H.B. Charles closed the 2023 Southern Baptist Convention Pastors Conference with a message on the last and longest of the Beatitudes. Matthew 5:10–12 says blessed are those who are persecuted for righteousness’s sake, for theirs is the Kingdom of heaven.
But Jesus doesn’t stop with that single statement, preached Charles, pastor and teacher of Shiloh Metropolitan Baptist Church of Jacksonville and Orange Park, Florida. The next two verses offer commentary on the first. The passage is personalized in verse 11, and it’s the only beatitude that includes a command — “rejoice and be glad.”
“These details transition us from the introduction to the main body of the Sermon on the Mount,” Charles said. “Moreover, these features express and emphasize the gravity of Christian persecution.”
It’s a given, he said, an inevitability seen in both the Old and New Testaments. Job’s friends, for example, accused him of harboring secret sin, resulting in the trials he faced. “Their theology could not compute the notion that the righteous suffer,” Charles said.

“Too many of us pastors think like Job’s friends. We want our lives and our ministries to be blessed. We do not want to be persecuted, and when we are, we definitely don’t consider it a blessing.”
Since Southern Baptist pastors last met together, Charles asked, how many have had to resign over moral failure, ethical compromise or doctrinal error? “But how many more have just quit because of the dangers, toils and snares of ministry?”
His message to anyone harassed, burdened and weary was “Brother, hang on in there. Why should you hang in there? Because in this beatitude, Jesus says ‘If you are persecuted for righteousness’ sake, congratulations. You are already blessed.’”
A godly reason
Persecution is a definite reality, not a hypothetical, Charles preached. It’s not if, but when. But Matthew 5:10—12 does make an important distinction about the reason for the persecution in question. The passage highlights the reality of persecution and gives a godly reason for it: righteousness.
“Friends, you won’t be persecuted for being merely religious,” Charles said. “The persecution of the world won’t come just because you are Baptist. And you definitely will not be persecuted if you subscribe to the world’s materialistic values, political agenda or sexual ethics. But if you lift up the name of Jesus, trouble will come looking for you.”
But Gospel trouble is good trouble, Charles said.
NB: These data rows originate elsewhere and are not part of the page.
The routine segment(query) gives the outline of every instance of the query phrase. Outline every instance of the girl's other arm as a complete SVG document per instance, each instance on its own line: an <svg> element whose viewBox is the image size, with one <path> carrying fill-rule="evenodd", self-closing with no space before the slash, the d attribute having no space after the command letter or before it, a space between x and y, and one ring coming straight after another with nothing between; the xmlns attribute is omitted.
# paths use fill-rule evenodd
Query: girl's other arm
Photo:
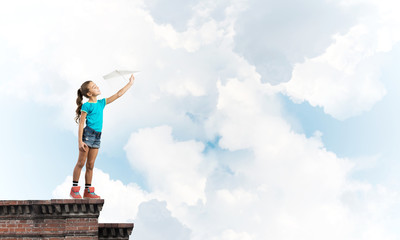
<svg viewBox="0 0 400 240"><path fill-rule="evenodd" d="M121 90L119 90L116 94L114 94L111 97L107 98L106 99L106 104L110 104L110 103L114 102L115 100L117 100L122 95L124 95L124 93L126 91L128 91L128 89L133 85L133 81L134 80L135 80L135 77L132 74L131 77L129 78L129 83L126 84L125 87L121 88Z"/></svg>
<svg viewBox="0 0 400 240"><path fill-rule="evenodd" d="M82 111L81 113L81 119L79 120L79 130L78 130L78 143L79 143L79 151L83 151L86 152L86 149L88 148L88 146L86 145L86 143L84 143L82 141L82 135L83 135L83 126L85 124L86 121L86 116L87 113Z"/></svg>

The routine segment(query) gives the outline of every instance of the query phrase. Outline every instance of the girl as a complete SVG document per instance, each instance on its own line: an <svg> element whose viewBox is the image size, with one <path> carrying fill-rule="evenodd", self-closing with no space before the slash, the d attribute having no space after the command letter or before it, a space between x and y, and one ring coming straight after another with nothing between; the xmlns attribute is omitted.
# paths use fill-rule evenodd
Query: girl
<svg viewBox="0 0 400 240"><path fill-rule="evenodd" d="M78 98L76 104L76 123L79 122L78 130L78 143L79 143L79 157L78 162L74 168L73 181L70 196L72 198L82 198L79 194L80 186L78 186L79 176L81 170L86 162L85 173L85 191L84 198L100 198L94 192L92 184L94 161L96 160L97 153L100 148L101 130L103 128L103 109L105 105L114 102L116 99L124 95L126 91L133 85L135 77L133 74L129 78L129 83L126 84L121 90L109 98L102 98L97 100L100 95L100 89L92 81L86 81L78 89ZM82 104L82 96L89 99L88 102ZM86 127L83 128L86 122Z"/></svg>

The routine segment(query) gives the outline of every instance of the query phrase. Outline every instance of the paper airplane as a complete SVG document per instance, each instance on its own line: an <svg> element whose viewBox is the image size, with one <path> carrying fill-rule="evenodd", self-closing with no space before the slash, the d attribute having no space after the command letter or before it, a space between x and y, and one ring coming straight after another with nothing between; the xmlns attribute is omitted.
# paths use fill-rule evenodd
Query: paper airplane
<svg viewBox="0 0 400 240"><path fill-rule="evenodd" d="M103 78L104 79L110 79L110 78L114 78L114 77L124 77L124 75L128 75L128 74L133 74L133 73L138 73L139 71L128 71L128 70L115 70L110 72L107 75L104 75Z"/></svg>

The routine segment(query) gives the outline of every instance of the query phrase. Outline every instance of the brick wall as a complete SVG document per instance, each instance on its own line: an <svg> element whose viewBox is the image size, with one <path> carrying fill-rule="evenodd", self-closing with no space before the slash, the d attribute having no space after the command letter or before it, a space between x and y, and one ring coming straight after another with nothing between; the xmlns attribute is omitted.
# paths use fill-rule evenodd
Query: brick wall
<svg viewBox="0 0 400 240"><path fill-rule="evenodd" d="M133 224L99 224L104 200L0 201L1 239L129 239Z"/></svg>

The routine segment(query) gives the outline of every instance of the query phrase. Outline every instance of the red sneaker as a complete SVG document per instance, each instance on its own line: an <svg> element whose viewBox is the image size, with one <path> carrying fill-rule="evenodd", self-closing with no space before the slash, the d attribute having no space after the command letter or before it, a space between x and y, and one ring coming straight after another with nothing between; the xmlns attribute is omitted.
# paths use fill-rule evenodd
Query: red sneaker
<svg viewBox="0 0 400 240"><path fill-rule="evenodd" d="M83 193L83 198L85 199L100 199L99 195L96 195L96 193L94 193L94 187L88 187L85 188L85 191Z"/></svg>
<svg viewBox="0 0 400 240"><path fill-rule="evenodd" d="M69 196L71 198L75 198L75 199L80 199L82 198L82 196L79 194L79 190L81 190L80 186L75 186L71 188L71 193L69 194Z"/></svg>

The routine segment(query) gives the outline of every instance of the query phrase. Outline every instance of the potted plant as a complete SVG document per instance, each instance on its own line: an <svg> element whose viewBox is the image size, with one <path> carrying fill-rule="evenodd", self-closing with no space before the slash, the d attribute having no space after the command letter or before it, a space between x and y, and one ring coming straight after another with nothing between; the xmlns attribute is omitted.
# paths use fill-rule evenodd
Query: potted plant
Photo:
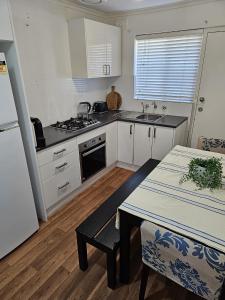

Righteousness is a godly reason for persecution. “The indictment of our day is that the world doesn’t want to persecute many pastors because they don’t see anything different in us than they see in the world,” Charles said. But the faithful, he added, will find themselves in the line of fire.

How then does one respond to persecution? Jesus doesn’t say to give up, give in or give out, Charles preached. He doesn’t say to fight fire with fire or to grin and bear it. Rather, the mind-blowing reply in verse 12 is to rejoice and be glad. The double exhortation means the persecuted Christian is to be not just glad, but exceedingly glad, Charles said.
Charles continued that the rejoicing comes from looking up and looking back — up toward the reward waiting in heaven and back to the long line of other faithful Christians persecuted for righteousness’s sake.
The last and longest of the Beatitudes is a heavy message about the reality of persecution in the life of a Christian, Charles noted. But, he said, there’s hope and an answer for the believer who is harassed, persecuted and reviled.
“Leave it there,” he said, quoting the Charles Albert Tindley composition of the same name. Charles recited all four verses of the 1916 hymn over his listeners at the pastors conference, ending with the refrain. “Take your burden to the Lord and leave it there.”